Young adults are growing up as part of maker culture – a movement that celebrates self-reliance and hands-on solutions. In contrast to the ‘rebel without a cause’ status that defined youth in previous decades, today’s young people are hackers rather than revolutionaries, more interested in driving incremental change than in rejecting authority.
This was highlighted in a study conducted by Havas Worldwide to understand consumer behaviour. A total of 10,574 teens and young adults from around the globe were surveyed for the study, including Singapore.
The study highlighted that today’s youth are significantly more apt than their elders to recognise – and value – the role brands play in their lives. However, not all brand communicators have cracked the youth-marketing code, considering that slightly more than a third of the respondents aged 16-34 complain that brands do not take young people seriously enough.
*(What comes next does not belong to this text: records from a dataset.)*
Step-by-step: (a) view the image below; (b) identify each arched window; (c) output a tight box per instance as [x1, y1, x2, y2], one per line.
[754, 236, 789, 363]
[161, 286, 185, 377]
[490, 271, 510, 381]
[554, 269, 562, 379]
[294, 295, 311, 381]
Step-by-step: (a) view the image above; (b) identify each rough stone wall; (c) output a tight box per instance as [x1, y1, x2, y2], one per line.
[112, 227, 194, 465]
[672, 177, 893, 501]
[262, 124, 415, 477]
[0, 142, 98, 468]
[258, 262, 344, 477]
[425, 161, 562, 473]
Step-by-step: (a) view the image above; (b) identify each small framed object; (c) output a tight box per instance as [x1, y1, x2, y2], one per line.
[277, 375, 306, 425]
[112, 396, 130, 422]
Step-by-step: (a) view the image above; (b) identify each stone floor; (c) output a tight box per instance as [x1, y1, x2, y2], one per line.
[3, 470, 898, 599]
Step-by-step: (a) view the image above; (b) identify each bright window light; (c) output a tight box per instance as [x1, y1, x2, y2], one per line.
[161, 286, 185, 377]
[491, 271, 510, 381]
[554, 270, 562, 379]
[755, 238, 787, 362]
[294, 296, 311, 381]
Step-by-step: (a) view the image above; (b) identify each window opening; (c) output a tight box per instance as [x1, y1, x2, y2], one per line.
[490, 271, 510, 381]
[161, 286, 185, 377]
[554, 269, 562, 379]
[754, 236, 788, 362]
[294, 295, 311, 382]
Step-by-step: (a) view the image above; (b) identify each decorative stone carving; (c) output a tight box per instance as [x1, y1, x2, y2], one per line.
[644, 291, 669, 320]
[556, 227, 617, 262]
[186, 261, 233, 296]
Gen Z and millennials are big on brands
Brands are no longer just names on the products consumers buy. They have become tools that help establish young people’s sense of identity and social connections. About six in 10 respondents aged 16-34 encourage their friends to use certain brands, and almost as many said it makes them feel good to see the brands they own being used by people they admire. Brands need to engage with their users by offering shareable content and experiences worth talking about.
Goodbye, rebels; hello, makers!
Youth values have evolved to become shared values. Older people are now likely to embrace what was once considered youthful pursuits and attitudes. Now that youth values are virtually identical to those of the older generation, brands need to focus not on a distinct set of values but on young people’s need for constant engagement and new experiences.
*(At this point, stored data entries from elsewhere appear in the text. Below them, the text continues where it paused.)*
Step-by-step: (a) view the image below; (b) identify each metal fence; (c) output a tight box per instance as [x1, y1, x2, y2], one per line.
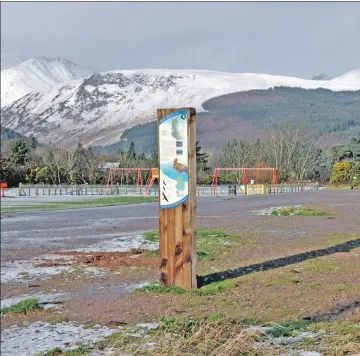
[18, 182, 319, 197]
[265, 182, 319, 194]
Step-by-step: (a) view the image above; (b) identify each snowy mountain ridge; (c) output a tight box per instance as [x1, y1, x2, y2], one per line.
[0, 50, 27, 70]
[1, 56, 94, 107]
[2, 67, 360, 148]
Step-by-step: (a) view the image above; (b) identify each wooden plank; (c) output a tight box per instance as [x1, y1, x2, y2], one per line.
[189, 108, 197, 288]
[158, 108, 197, 290]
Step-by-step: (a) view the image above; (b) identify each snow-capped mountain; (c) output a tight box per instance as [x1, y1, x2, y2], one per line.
[0, 50, 27, 70]
[1, 56, 94, 107]
[311, 72, 332, 80]
[2, 68, 360, 148]
[331, 69, 360, 87]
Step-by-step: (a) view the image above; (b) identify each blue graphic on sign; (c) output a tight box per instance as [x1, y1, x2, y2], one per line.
[159, 110, 189, 210]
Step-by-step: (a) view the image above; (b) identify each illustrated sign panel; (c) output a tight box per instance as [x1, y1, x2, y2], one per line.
[159, 109, 188, 209]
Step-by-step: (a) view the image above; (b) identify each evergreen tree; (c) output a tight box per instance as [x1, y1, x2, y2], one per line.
[332, 134, 360, 163]
[72, 143, 91, 184]
[11, 140, 30, 166]
[196, 141, 210, 172]
[30, 136, 38, 149]
[128, 141, 136, 159]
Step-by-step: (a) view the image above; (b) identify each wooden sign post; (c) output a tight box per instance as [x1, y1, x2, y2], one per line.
[157, 108, 197, 290]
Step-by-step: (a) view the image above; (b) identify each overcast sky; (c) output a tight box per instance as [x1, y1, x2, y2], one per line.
[1, 2, 359, 78]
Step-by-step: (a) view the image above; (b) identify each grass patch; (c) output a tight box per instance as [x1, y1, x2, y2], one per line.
[138, 284, 187, 295]
[143, 231, 159, 243]
[194, 279, 238, 296]
[37, 346, 88, 355]
[271, 206, 328, 216]
[208, 312, 225, 323]
[1, 298, 40, 315]
[160, 316, 198, 336]
[137, 278, 238, 296]
[312, 321, 360, 337]
[143, 229, 236, 261]
[1, 196, 157, 213]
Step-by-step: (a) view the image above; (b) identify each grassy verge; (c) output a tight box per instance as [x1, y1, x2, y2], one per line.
[1, 298, 40, 315]
[142, 229, 237, 261]
[43, 317, 360, 356]
[1, 196, 157, 213]
[271, 206, 328, 216]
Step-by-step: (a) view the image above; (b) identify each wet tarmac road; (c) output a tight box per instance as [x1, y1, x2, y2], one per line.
[1, 190, 360, 263]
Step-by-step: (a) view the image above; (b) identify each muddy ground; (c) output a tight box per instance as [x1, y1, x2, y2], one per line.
[1, 190, 359, 354]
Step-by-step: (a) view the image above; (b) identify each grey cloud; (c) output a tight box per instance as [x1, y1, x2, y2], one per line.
[1, 2, 359, 77]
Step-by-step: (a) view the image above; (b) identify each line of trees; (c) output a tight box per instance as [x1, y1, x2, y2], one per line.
[212, 128, 331, 184]
[1, 129, 359, 187]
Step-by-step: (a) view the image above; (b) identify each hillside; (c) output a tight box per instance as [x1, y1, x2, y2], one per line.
[1, 57, 94, 107]
[202, 87, 360, 133]
[0, 127, 27, 142]
[2, 68, 360, 148]
[97, 87, 360, 154]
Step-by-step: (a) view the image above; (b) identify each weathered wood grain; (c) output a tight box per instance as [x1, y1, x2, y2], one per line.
[157, 108, 197, 290]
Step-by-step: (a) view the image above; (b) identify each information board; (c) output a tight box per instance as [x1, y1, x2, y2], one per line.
[159, 109, 189, 209]
[246, 184, 265, 195]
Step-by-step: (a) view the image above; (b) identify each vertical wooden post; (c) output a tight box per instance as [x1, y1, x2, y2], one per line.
[158, 108, 197, 290]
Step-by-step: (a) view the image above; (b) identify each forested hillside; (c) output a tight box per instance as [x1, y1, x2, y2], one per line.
[203, 87, 360, 134]
[1, 127, 27, 142]
[97, 87, 360, 155]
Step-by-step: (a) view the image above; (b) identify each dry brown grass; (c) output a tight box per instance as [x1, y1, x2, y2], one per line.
[98, 316, 360, 356]
[100, 318, 286, 356]
[150, 321, 283, 356]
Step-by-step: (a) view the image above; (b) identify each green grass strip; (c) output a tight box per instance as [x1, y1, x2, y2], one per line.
[1, 196, 157, 213]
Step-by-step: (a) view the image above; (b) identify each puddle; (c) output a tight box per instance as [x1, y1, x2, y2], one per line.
[1, 321, 117, 356]
[1, 258, 74, 284]
[1, 255, 105, 284]
[71, 234, 158, 253]
[1, 321, 159, 356]
[1, 282, 149, 311]
[1, 231, 158, 284]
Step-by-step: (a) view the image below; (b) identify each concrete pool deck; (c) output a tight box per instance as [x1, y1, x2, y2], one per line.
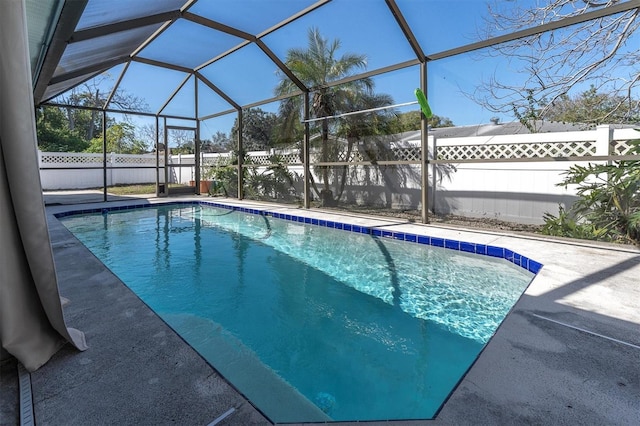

Digital strategic arsenals help adolescents navigate the new social spheres
Young people have become adept at creating individualised sets of digital tools that will allow them to develop or improve their social connections. For example, applications such as Snapchat help to create a sense of closeness with a member of their social circle while Instagram aids in creating an idealised version of their personal lives. The arsenal starts to change as soon as new tools emerge.
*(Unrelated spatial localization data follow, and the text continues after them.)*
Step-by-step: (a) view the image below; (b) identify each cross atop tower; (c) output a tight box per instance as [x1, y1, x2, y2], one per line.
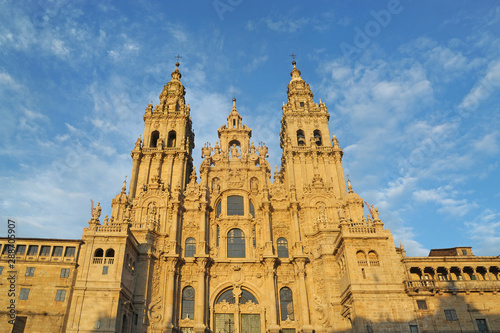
[289, 53, 297, 61]
[175, 54, 182, 62]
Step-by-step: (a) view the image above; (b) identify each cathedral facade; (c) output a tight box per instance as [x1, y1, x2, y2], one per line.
[1, 62, 499, 333]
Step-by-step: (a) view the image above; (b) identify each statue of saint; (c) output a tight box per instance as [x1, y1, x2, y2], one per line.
[92, 202, 101, 220]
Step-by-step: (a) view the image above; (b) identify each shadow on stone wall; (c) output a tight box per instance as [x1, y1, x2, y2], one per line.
[344, 286, 500, 333]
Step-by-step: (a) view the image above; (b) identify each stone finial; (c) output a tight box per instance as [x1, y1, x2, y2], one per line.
[347, 179, 353, 193]
[290, 60, 302, 81]
[189, 167, 197, 183]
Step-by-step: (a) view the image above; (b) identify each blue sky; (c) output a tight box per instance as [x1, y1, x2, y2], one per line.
[1, 0, 499, 256]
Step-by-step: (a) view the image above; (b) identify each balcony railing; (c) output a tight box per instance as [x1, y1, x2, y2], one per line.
[405, 279, 500, 294]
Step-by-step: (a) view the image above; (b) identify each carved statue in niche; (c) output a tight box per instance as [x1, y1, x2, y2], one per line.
[124, 205, 131, 221]
[230, 144, 240, 160]
[148, 202, 158, 221]
[250, 177, 258, 192]
[212, 178, 220, 192]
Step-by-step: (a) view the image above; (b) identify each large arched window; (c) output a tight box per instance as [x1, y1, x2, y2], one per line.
[314, 130, 322, 146]
[277, 238, 289, 258]
[280, 287, 294, 321]
[227, 195, 244, 216]
[185, 238, 196, 257]
[105, 249, 115, 257]
[181, 286, 195, 319]
[227, 228, 245, 258]
[167, 130, 176, 148]
[216, 289, 235, 304]
[296, 130, 305, 146]
[94, 248, 104, 257]
[150, 130, 160, 148]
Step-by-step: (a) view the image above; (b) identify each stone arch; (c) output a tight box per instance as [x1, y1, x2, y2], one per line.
[150, 130, 160, 148]
[314, 129, 322, 146]
[167, 130, 176, 148]
[296, 129, 305, 146]
[356, 250, 367, 266]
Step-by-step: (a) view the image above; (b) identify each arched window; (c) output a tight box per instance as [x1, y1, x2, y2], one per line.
[181, 286, 195, 319]
[296, 130, 305, 146]
[277, 238, 289, 258]
[314, 130, 322, 146]
[94, 248, 104, 257]
[227, 195, 244, 216]
[185, 238, 196, 257]
[216, 289, 235, 304]
[356, 251, 367, 266]
[105, 249, 115, 257]
[150, 131, 160, 148]
[167, 131, 176, 148]
[239, 289, 258, 304]
[280, 287, 294, 321]
[227, 228, 245, 258]
[368, 250, 379, 266]
[216, 225, 220, 247]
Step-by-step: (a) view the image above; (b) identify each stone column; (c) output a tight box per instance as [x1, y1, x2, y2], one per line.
[194, 257, 208, 333]
[334, 153, 346, 197]
[129, 152, 141, 198]
[264, 258, 280, 333]
[262, 200, 273, 256]
[198, 203, 207, 254]
[295, 258, 313, 333]
[163, 257, 178, 332]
Brand passion is increasingly digitally based
Loyalty no longer goes to brands that are deemed ‘cool’. Instead, young people are more passionate about brands that offer fresh experiences and conversational currency. They want things such as improved services or new technologies that would allow their lives to be simpler and less expensive. Digital users are also more likely to align themselves with new-economy brands, choosing Airbnb over Hilton and Uber over Yellow Cab. Smart brands are connecting with teens and young adults in the three areas most critical to their sense of identity: the social sphere, pop culture and new technologies. 53 per cent of respondents aged 16-25 stated that they felt more connected to brands that are involved in pop culture.
“The study unearthed interesting factors that are at play when it comes to reaching out and communicating to a new generation of young adults. It is important for brands to remember that at the end of the day, this is a generation that values experiences over things. So there are some pretty amazing connection opportunities with young audiences, for the brands that understand this best,” said Dan Gibson, Group Managing Director of Havas Worldwide Singapore.
“Brands rely on youth not just for what’s in their wallets, but for what’s in their heads and hearts – their creative input, their enthusiastic evangelism, their energy,” said Andrew Benett, Global CEO of Havas Worldwide and Havas Creative Group.
“And young people, in turn, want to be able to rely on brands to make their lives better and to help them stand out from the crowd. It’s a relationship built on mutual interests and trust – and it’s up to brands not to break that bond by being disingenuous or failing to keep their promises,” he added.